Se'âdet-i Ebediyye kitabını okuyan...
25/09/2024 Çarşamba Köşe yazarı O.Ü
Sual: Seâdet-i Ebediyye kitabını okuyanlar, hep bu kitabı tavsiye ediyor ve siz de tavsiye ediyorsunuz. Peki bu kitabı okuyunca ne oluyor, diğerlerinden ne farkı vardır ki bu şekilde tavsiye edilmektedir?
Cevap: Se'âdet-i
Ebediyye kitabını okuyarak anlayan bahtiyar bir kimse, hem din bilgilerini
öğrenir, hem de îmâm-ı Rabbânî hazretlerini tanıyarak, kalbi Ona meyleder,
bağlanır. Onun bütün dünyaya saçtığı nurları alıp, olgunlaşmaya, kemale gelmeye
başlar da haberi olmaz. Ham bir karpuz, güneşin ışıkları karşısında zamanla
olgunlaştığı, tatlılaştığı gibi yetişerek kamil, olgun bir insan olur. Bu dünya
ve hayat görüşünde değişiklikler olduğunu hisseder. Hâller, zevkler, tatlı
rüyalar görmeye başlar. İmâm-ı Rabbânî hazretlerini, evliyayı, Eshâb-ı kiramı
ve Resûlullah efendimizi rüyada görmeye, uyanık iken de ruhlarından istifade
etmeye başlar. Nefsi de gafletten kurtulup, namazın tadını duymaya,
ibadetlerden zevk almaya başlar. Günahlardan, haram olan şeylerden, kötü
huylardan nefret duyar. İyi huylar onun âdeti olur. Herkese iyilik eder.
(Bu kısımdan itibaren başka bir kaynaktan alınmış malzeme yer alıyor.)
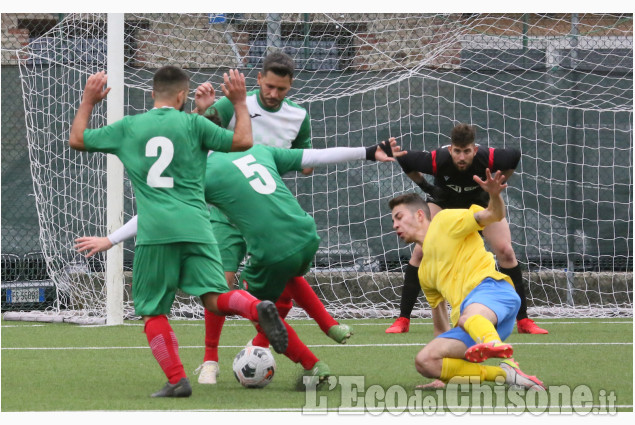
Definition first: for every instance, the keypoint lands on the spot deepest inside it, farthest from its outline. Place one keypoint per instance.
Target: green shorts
(159, 270)
(231, 244)
(266, 282)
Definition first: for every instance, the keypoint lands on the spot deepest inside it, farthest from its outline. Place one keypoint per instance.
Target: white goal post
(559, 87)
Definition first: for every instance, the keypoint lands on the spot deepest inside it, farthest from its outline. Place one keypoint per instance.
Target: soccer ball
(254, 367)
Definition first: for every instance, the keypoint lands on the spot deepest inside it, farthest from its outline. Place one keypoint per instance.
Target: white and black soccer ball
(254, 367)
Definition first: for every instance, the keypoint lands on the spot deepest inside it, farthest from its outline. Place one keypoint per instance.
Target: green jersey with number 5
(247, 188)
(164, 153)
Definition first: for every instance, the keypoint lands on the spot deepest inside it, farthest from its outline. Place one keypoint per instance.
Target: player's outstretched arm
(94, 92)
(235, 90)
(204, 97)
(495, 210)
(95, 244)
(314, 157)
(92, 244)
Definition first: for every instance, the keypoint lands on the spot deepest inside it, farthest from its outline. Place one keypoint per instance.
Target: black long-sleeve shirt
(454, 188)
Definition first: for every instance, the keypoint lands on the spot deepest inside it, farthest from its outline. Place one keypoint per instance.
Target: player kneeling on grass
(456, 268)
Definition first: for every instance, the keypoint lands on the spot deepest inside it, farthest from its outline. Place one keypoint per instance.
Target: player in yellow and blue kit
(458, 269)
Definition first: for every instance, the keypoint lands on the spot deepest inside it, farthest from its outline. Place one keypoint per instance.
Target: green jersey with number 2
(164, 152)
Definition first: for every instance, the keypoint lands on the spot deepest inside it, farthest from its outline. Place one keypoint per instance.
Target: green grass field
(62, 367)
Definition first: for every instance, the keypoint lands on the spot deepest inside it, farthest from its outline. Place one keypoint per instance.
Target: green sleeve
(303, 140)
(105, 139)
(214, 137)
(287, 159)
(225, 110)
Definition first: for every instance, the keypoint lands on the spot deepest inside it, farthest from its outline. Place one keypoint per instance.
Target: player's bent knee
(427, 365)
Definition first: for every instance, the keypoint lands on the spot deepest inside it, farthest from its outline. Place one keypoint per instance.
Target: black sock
(517, 277)
(410, 291)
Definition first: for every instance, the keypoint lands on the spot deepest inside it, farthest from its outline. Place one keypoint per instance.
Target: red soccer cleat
(480, 352)
(527, 326)
(401, 326)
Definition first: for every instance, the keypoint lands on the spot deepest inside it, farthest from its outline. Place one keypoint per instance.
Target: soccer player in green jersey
(164, 152)
(281, 237)
(275, 121)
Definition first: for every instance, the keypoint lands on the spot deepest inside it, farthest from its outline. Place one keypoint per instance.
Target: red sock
(297, 352)
(305, 298)
(165, 347)
(213, 327)
(238, 302)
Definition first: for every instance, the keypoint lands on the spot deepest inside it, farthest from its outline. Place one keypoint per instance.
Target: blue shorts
(501, 298)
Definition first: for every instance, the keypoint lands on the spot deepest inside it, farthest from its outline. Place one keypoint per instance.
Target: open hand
(234, 86)
(92, 244)
(95, 90)
(380, 155)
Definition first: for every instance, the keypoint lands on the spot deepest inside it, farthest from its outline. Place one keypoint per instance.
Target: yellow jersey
(455, 260)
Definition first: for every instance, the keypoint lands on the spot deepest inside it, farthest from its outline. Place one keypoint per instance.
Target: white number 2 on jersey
(167, 152)
(248, 166)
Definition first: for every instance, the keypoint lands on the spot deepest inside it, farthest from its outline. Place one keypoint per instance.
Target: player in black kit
(453, 168)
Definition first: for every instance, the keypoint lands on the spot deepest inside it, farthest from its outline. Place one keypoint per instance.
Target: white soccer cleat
(517, 378)
(208, 372)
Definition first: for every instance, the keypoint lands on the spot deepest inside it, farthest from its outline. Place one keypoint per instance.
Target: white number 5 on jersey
(167, 152)
(248, 166)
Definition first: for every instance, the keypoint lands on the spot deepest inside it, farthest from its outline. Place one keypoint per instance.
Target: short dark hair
(413, 201)
(463, 135)
(169, 80)
(279, 63)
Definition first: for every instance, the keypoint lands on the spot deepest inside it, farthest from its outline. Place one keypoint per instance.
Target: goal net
(559, 87)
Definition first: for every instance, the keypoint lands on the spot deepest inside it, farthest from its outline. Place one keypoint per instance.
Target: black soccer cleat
(272, 325)
(180, 389)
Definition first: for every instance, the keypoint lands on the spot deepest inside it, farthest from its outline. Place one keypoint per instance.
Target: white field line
(400, 409)
(309, 322)
(414, 344)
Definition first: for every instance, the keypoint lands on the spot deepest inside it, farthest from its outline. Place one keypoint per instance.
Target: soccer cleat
(401, 326)
(208, 372)
(481, 352)
(272, 325)
(340, 333)
(528, 326)
(319, 374)
(180, 389)
(518, 378)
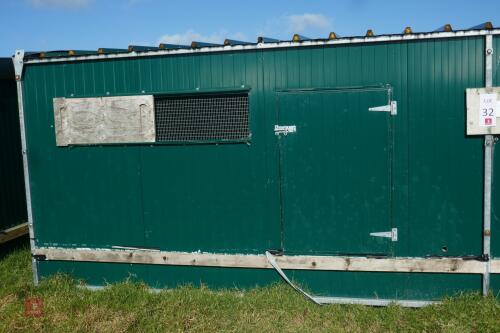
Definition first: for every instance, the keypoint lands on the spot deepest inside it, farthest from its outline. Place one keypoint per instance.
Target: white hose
(272, 262)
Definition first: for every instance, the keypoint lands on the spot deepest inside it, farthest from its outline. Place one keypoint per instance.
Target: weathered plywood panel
(322, 263)
(124, 119)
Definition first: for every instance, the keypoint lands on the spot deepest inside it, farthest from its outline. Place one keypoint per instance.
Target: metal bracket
(393, 234)
(18, 61)
(284, 129)
(392, 107)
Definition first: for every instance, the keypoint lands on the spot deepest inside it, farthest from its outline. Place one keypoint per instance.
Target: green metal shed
(342, 163)
(13, 219)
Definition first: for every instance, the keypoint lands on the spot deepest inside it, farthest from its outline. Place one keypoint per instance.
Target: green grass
(130, 307)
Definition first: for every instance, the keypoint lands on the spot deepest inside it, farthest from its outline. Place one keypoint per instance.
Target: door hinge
(284, 129)
(393, 234)
(392, 108)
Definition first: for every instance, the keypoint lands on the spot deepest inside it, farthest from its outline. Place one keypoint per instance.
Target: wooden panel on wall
(124, 119)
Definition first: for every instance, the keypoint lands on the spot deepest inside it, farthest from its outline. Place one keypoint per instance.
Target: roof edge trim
(277, 45)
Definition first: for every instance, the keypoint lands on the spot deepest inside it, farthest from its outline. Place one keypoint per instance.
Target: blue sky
(41, 25)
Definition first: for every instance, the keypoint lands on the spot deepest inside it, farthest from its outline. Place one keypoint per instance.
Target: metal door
(335, 167)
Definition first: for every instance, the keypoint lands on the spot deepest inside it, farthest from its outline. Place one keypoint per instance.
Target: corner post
(18, 61)
(489, 143)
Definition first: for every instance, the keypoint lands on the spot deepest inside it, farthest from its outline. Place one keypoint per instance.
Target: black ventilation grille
(202, 118)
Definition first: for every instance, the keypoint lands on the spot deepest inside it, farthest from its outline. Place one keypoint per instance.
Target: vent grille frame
(218, 117)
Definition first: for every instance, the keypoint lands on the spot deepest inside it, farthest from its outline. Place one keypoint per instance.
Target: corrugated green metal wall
(225, 198)
(12, 197)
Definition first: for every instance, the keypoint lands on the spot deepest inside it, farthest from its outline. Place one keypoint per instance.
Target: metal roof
(445, 31)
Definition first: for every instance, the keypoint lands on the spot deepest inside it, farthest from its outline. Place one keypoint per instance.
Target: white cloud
(307, 21)
(68, 4)
(309, 24)
(185, 38)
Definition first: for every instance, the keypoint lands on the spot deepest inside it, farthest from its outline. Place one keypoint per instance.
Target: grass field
(130, 307)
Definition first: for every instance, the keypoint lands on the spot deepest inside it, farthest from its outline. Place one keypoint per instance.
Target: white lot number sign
(488, 110)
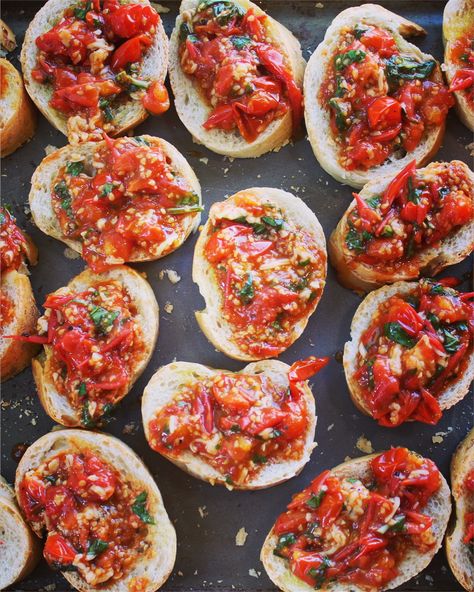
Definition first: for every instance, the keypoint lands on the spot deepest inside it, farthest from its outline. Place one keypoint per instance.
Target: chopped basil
(139, 508)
Cemiyete, topluma, millete faydalı olur. Saâdet-i ebediyyeye kavuşur ve
başkalarını da kavuşturur.
Hanefi mezhebinin büyük âlimlerinden Seyyid Şerîf
Cürcânî hazretleri, Şerh-i mevâkıf, Şerh-ul-metâli' hâşiyesi ve Berîkada buyurduğu
gibi, evliyanın suretleri, öldükten sonra da talebesine, sevenlerine görünüp
feyiz verirler. Fakat, bunları görebilmek ve ruhlarından feyiz alabilmek kolay
değildir. Ehl-i sünnet itikadını ve ahkâm-ı islâmiyyeyi, kitaplardan öğrenmek
ve öğrendiklerine uymak ve evliyayı sevmek, saygılı olmak lâzımdır.
Merec-ül-bahreynde deniyor ki:
“Tasavvuf büyüklerinin hepsi, Ehl-i sünnet idi. Bidat
sahiplerinden hiçbiri, Allahü teâlânın marifetine yaklaşamamıştır. Vilâyet
nurları, bunların kalplerine girmemiştir. Amelde ve itikatta olan bidatin
zulmeti, vilâyet nurunun kalbe girmesine mâni olur. Kalp, bidat pisliklerinden
temizlenmedikçe ve Ehl-i sünnet itikadı ile süslenmedikçe, hakikat güneşinin
ışıkları oraya giremez. O kalp, yakîn nuru ile aydınlanamaz.”
Sual: Din bilgilerini ve âlimleri kötülemek de imanı
giderir mi?
Cevap: İslâm bilgilerine inanmamak, bunları ve din
âlimlerini aşağılamak da, küfr-i cühûdî olur.